I’m trying to demonstrate the robustness of the error-correcting codes used in a common audio CD. My idea is to take a disc and drill a series of holes in it, starting from a few thousandths of an inch and working up. When I play the disk, the smaller holes should go unnoticed as the codes correct around the missing data. I can tell “where” on the disc the larger holes are, because they will wipe out enough data to have an audible effect, but is there any way to find out where in the audio stream the smaller holes are?

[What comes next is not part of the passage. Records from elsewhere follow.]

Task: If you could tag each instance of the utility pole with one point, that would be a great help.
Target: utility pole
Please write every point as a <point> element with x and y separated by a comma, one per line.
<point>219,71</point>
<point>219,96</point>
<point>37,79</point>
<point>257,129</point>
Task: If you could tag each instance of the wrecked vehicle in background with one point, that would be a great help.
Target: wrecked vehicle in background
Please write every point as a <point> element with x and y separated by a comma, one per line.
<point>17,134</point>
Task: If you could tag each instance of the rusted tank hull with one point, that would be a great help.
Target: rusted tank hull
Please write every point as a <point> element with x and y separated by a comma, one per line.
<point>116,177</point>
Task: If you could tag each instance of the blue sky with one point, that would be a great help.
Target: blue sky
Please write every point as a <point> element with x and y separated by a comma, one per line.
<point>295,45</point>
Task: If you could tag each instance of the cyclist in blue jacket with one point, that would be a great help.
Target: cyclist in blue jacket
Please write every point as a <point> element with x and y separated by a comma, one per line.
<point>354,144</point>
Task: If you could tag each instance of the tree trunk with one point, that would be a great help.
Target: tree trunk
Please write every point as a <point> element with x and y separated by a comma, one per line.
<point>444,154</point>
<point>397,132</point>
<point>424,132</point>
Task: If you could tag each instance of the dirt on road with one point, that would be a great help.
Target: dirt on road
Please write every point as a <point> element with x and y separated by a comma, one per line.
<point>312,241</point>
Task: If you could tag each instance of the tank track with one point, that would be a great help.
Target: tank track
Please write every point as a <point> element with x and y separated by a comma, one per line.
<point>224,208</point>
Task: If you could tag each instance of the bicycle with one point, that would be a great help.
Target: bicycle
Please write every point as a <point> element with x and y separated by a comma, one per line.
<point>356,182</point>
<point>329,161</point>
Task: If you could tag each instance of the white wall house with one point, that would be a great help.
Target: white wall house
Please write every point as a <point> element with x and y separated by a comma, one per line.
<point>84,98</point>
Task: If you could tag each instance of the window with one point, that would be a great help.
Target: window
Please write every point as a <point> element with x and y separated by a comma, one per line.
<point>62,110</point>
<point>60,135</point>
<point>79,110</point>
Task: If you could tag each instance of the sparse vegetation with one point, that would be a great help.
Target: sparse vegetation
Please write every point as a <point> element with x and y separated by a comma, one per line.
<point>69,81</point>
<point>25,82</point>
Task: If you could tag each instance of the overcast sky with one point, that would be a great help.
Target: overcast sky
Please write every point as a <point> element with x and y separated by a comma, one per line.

Not the really small ones, because those will be small enough that the data will be completely reconstructed. The slightly larger ones will cause better players to interpolate the data, and you may be able to see that on an oscilloscope (it will look light a straight line between the start end the end points). Some CD readers (back in the olden days) had an internal test point that allowed the monitoring of error data; I’m not sure if newer ones still do.
A point on the disk doesn’t correspond to a point in time in the audio. One of the many techniques simultaneously operating in CD players is that the signal is chopped into segments that are then staggered in time. One instant in the music will be spread over a long length of the track. I don’t know if it’s more or less than the circumference of the disk, but I’d bet it’s more, so that an instant of music appears distributed over random angles of one or more track.

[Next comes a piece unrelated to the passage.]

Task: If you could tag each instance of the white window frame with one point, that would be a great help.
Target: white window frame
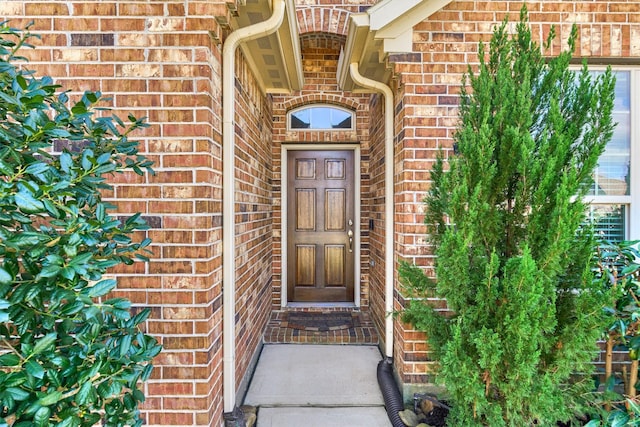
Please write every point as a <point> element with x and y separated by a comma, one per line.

By the way, the same thing happens in satellite radio. That’s why you can drive under a bridge for several seconds and not miss anything. It’s also why it takes a few seconds to hear a new channel after you’ve selected it - of course, all the segments must be stored in electronic memory and reassembled in the right order, with the oldest segments being stored the longest. You have to fill this buffer before you can start listening. Everything you hear has to be a few seconds old.
I’m guessing that satellite TV works the same because a channel change takes a few seconds most of the time. Dish I believe uses MPEG4 compression now, so there’s some decoding time too.